Editor’s notes: Despite their heightened HIV vulnerability, adolescent girls are under-represented in clinical trials on HIV prevention technologies. Domestic violence is a known HIV risk factor for adolescent girls and the authors posit that it may also be a barrier to their participation in clinical trials. This lack of participation may in turn inhibit their access to future prevention technologies. This paper contributes both methodological insights about the measures that can be applied in low-income settings to screen for domestic violence and substantive evidence about the high rates of familial as well as partner associated violence and battering among this group.

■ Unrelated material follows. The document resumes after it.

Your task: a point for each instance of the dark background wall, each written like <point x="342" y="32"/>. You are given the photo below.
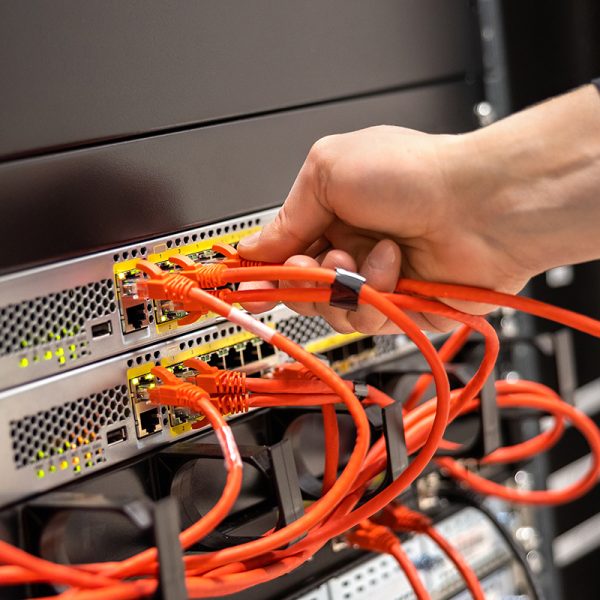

The paper draws on data from a larger study conducted in the United Republic of Tanzania which examined recruitment and retention of adolescent girls, aged 15-21 years, in HIV prevention trials. The paper examines the prevalence and type of domestic violence among this group and the capacity of the Women’s Experience with Battering (WEB) scale to measure this. Although the WEB scale has not been used in low income countries before, the authors report that it may have considerable value in identifying exposure to domestic violence and battering among trial participants. Certain adaptations may be necessary, to identify women who are subject to violence and battering but do no report being afraid of the perpetrator. The qualitative study component suggests that this may reflect how beatings are considered a normal aspect of intimate and familial relations. Although this assessment tool is likely to be able to inform trial retention initiatives, the adolescent girls need to be able to participate in these trials. So the use of the scale appears to be limited in its contribution to improving initial recruitment into trials.

The levels of familial battering were higher than expected. This is likely to have implications for parental roles in research and contributes to the ethical concerns of relying on parental consent in HIV prevention trials rather than pursuing the route of autonomy in consenting. This is illustrated by the study itself requiring parental consent for girls aged 15 years.  This paper’s focus was on how to address the under-representation of adolescent girls in HIV prevention trials. Further, it provides valuable evidence on the high rates of exposure of adolescent girls to domestic violence from partners and their relatives. This evidence contributes to the call for greater attention to adolescent domestic violence in global health.